Lesson 68 of 1169
ELIZA: The First Chatbot
A 1966 program with a few hundred lines of code convinced people it understood them. Its creator was horrified.
Explorers · AI Foundations · ~11 min read
A Therapist Made of Patterns
In 1966 at MIT, Joseph Weizenbaum wrote ELIZA, a program that mimicked a Rogerian psychotherapist. You typed a sentence, and ELIZA rephrased it back as a question. Simple pattern matching, no understanding at all.

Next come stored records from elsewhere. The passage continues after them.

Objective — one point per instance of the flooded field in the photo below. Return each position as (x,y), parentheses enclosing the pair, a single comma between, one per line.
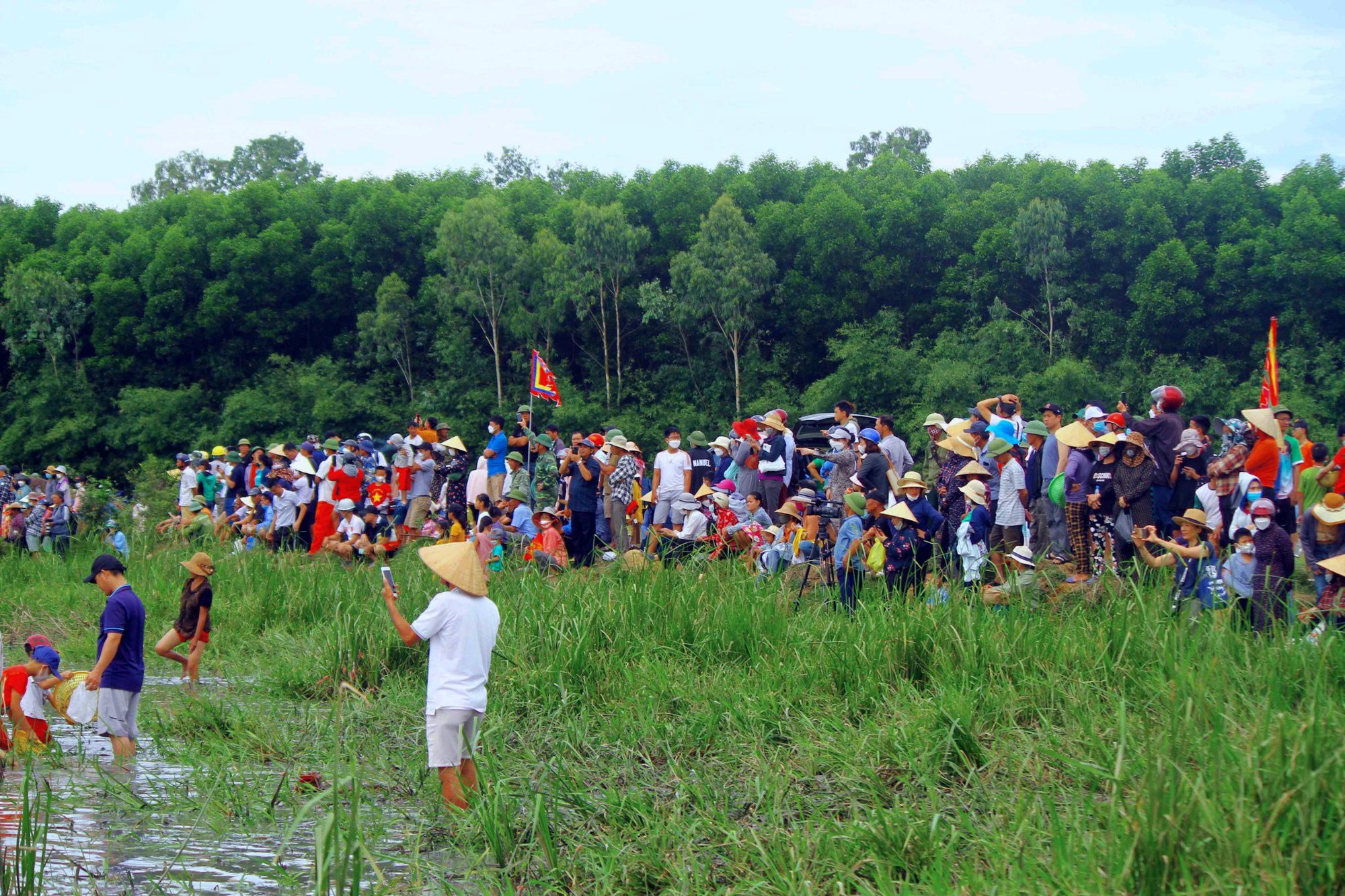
(166,825)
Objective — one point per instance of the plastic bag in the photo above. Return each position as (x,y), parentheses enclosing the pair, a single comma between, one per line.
(84,705)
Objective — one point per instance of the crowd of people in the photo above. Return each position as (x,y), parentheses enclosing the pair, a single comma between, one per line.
(977,505)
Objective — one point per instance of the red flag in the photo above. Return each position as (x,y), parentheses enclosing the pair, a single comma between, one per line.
(1270,382)
(544,381)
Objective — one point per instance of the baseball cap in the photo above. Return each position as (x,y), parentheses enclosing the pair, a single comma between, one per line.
(48,657)
(104,563)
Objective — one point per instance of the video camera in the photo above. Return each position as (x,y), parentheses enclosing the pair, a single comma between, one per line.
(827,509)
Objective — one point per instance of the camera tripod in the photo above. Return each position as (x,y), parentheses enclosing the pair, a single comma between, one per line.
(825,556)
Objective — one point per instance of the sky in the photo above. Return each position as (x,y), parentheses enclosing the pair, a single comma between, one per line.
(93,93)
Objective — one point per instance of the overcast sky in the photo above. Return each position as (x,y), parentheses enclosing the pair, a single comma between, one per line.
(93,93)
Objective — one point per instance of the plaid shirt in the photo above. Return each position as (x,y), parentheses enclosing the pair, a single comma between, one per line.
(622,481)
(1223,470)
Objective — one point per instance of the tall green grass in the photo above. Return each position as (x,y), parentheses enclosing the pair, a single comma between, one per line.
(688,731)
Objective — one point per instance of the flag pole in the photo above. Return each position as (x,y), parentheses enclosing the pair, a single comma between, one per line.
(532,424)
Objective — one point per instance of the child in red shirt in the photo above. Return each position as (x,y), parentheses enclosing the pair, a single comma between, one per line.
(24,686)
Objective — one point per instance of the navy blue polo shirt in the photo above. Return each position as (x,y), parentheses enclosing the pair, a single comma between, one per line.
(124,614)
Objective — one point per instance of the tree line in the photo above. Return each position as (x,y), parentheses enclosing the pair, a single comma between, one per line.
(258,296)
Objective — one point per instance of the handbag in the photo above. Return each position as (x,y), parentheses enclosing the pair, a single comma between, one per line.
(1124,524)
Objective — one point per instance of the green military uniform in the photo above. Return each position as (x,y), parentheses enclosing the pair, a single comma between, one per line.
(547,477)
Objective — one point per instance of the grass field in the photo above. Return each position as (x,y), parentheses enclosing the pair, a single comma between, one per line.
(695,732)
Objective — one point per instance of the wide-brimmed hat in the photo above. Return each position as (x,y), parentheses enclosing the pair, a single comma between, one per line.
(913,481)
(458,564)
(976,491)
(201,564)
(687,501)
(1196,517)
(1331,509)
(1077,435)
(958,444)
(900,510)
(1265,420)
(1334,564)
(974,469)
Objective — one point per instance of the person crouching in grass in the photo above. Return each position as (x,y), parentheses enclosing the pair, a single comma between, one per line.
(193,626)
(24,686)
(461,624)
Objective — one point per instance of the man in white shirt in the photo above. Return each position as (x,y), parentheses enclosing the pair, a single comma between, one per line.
(672,475)
(461,624)
(186,489)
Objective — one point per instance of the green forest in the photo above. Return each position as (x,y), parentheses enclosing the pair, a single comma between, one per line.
(259,296)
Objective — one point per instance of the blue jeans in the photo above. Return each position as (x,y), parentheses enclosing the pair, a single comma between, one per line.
(1163,495)
(849,581)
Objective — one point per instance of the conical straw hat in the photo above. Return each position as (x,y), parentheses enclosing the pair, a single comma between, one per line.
(457,564)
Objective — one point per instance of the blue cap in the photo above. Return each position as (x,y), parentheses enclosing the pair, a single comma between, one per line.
(1005,430)
(48,657)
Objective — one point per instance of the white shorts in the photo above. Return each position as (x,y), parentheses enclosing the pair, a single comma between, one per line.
(118,713)
(451,736)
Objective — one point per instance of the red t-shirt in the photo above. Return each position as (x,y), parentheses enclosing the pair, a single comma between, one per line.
(346,486)
(379,493)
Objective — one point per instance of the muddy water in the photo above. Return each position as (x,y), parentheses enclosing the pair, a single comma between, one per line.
(139,830)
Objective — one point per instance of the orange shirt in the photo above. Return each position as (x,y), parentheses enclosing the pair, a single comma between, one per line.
(1264,462)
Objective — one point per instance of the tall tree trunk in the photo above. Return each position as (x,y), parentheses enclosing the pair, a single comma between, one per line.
(607,362)
(617,313)
(738,381)
(496,346)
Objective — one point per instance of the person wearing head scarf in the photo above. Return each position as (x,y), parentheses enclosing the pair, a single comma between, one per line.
(1133,481)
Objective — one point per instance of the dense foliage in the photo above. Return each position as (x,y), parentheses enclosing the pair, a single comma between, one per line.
(254,296)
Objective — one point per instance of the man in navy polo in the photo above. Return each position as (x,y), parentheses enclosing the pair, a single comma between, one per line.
(120,671)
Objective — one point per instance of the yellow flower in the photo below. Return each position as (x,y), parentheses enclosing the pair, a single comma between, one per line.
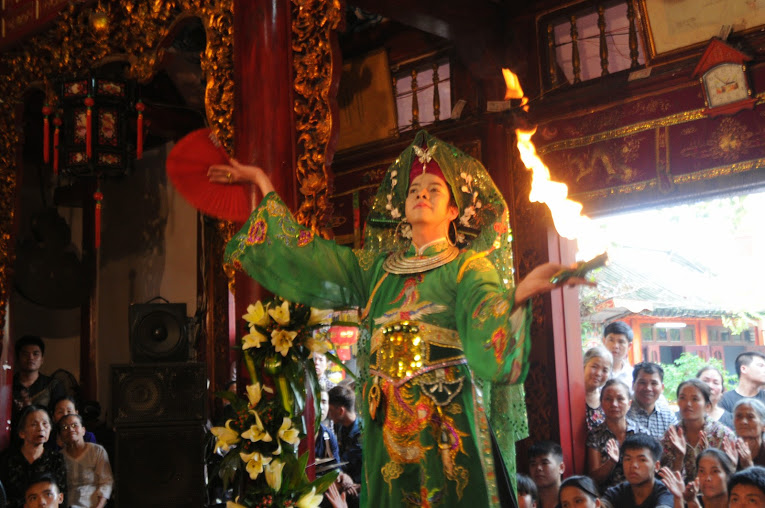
(257,432)
(318,316)
(274,474)
(288,433)
(282,340)
(310,499)
(253,339)
(255,462)
(281,314)
(255,392)
(227,437)
(256,314)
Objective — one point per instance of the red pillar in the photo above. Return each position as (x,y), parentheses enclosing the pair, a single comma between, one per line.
(264,124)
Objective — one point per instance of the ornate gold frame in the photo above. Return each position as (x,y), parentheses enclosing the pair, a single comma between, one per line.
(135,32)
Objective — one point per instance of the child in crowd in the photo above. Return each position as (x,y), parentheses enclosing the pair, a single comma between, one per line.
(617,337)
(747,488)
(43,491)
(579,492)
(641,456)
(546,468)
(527,491)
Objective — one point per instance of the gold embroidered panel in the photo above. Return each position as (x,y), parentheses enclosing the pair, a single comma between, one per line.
(654,150)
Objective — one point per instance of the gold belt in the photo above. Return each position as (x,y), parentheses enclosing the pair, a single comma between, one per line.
(406,349)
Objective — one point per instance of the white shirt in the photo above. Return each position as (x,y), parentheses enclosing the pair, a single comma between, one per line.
(88,477)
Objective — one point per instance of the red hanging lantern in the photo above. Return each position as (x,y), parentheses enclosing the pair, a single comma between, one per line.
(140,107)
(47,110)
(56,134)
(89,102)
(98,197)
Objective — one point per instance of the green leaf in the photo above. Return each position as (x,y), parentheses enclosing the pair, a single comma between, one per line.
(237,403)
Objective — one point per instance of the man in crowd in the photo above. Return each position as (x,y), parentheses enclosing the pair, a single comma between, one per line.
(641,456)
(30,386)
(750,367)
(647,387)
(43,491)
(342,412)
(617,338)
(546,468)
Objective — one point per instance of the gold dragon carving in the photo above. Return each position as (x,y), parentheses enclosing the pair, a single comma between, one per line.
(133,31)
(316,65)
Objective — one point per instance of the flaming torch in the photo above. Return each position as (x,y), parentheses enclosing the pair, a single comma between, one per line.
(567,214)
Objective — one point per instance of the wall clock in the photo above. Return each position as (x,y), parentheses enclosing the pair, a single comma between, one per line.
(724,81)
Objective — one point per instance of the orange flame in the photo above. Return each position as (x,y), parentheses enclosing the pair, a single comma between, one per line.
(567,214)
(513,88)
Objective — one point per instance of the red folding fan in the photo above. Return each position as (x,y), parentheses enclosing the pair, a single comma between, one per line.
(187,167)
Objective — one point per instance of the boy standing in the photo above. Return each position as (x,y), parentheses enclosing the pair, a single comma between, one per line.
(617,337)
(641,456)
(546,468)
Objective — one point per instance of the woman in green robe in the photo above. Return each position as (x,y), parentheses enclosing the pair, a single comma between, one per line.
(435,283)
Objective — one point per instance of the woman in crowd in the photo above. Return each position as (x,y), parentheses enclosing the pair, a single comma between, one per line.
(20,464)
(714,469)
(578,492)
(87,466)
(714,379)
(61,408)
(603,442)
(695,433)
(749,420)
(597,366)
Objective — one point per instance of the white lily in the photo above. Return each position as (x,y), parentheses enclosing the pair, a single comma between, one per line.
(274,474)
(281,314)
(282,340)
(254,463)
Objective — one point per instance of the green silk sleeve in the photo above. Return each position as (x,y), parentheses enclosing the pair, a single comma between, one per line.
(290,261)
(495,335)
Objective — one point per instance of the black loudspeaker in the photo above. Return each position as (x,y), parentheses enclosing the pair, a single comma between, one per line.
(158,393)
(160,467)
(158,332)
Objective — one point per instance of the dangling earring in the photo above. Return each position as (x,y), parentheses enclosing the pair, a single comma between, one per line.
(453,227)
(403,229)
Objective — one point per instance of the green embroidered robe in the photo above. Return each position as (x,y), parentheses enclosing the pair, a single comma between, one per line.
(432,333)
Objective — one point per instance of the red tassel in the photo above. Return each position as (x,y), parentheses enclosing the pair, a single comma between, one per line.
(57,122)
(98,197)
(47,110)
(140,107)
(89,127)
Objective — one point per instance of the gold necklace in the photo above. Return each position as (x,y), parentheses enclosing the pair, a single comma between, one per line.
(398,264)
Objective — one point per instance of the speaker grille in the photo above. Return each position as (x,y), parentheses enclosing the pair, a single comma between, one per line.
(160,467)
(158,332)
(152,393)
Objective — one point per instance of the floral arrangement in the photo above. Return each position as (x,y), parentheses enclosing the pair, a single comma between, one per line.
(260,445)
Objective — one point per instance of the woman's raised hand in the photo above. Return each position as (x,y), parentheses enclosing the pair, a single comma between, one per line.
(240,173)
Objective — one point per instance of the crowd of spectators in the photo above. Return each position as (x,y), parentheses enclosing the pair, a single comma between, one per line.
(641,453)
(52,459)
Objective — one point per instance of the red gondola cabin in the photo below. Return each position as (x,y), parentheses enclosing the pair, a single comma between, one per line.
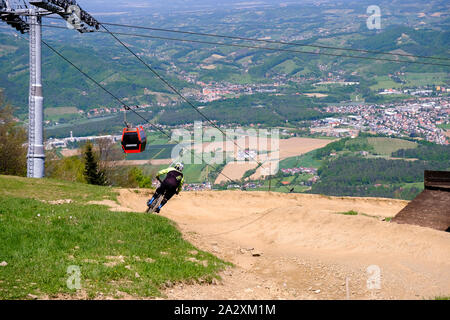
(134,140)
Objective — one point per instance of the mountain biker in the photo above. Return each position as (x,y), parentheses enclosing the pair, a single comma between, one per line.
(172,184)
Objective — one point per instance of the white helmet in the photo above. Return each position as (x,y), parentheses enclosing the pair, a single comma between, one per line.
(179,166)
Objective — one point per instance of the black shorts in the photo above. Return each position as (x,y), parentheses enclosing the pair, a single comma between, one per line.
(168,187)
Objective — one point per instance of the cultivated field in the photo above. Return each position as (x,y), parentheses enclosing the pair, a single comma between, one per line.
(287,148)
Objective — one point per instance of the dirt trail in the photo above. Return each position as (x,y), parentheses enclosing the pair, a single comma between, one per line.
(296,246)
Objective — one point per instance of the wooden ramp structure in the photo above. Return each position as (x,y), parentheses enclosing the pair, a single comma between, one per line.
(431,208)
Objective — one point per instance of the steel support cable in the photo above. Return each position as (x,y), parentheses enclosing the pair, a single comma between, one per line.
(267,41)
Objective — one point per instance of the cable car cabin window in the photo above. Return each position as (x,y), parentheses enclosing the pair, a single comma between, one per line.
(134,140)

If you typed I am sad, ELIZA might reply, why do you say you are sad? If you mentioned your mother, it would ask about your family. The trick worked because Rogerian therapy is mostly about reflecting the patient back to themselves.
How ELIZA worked
- 1Scan the user's input for keywords
- 2Match the keyword to a pattern rule
- 3Rephrase parts of the sentence using that rule
- 4When stuck, ask a generic prompt like, tell me more
Weizenbaum grew alarmed at how readily people anthropomorphized his toy. In 1976 he wrote Computer Power and Human Reason, a book warning against putting machines in roles that require human judgment and compassion.
“I had not realized that extremely short exposures to a relatively simple computer program could induce powerful delusional thinking in quite normal people.”
Key terms in this lesson
The big idea: humans are wired to find minds in language. That makes building helpful AI powerful and building honest AI hard.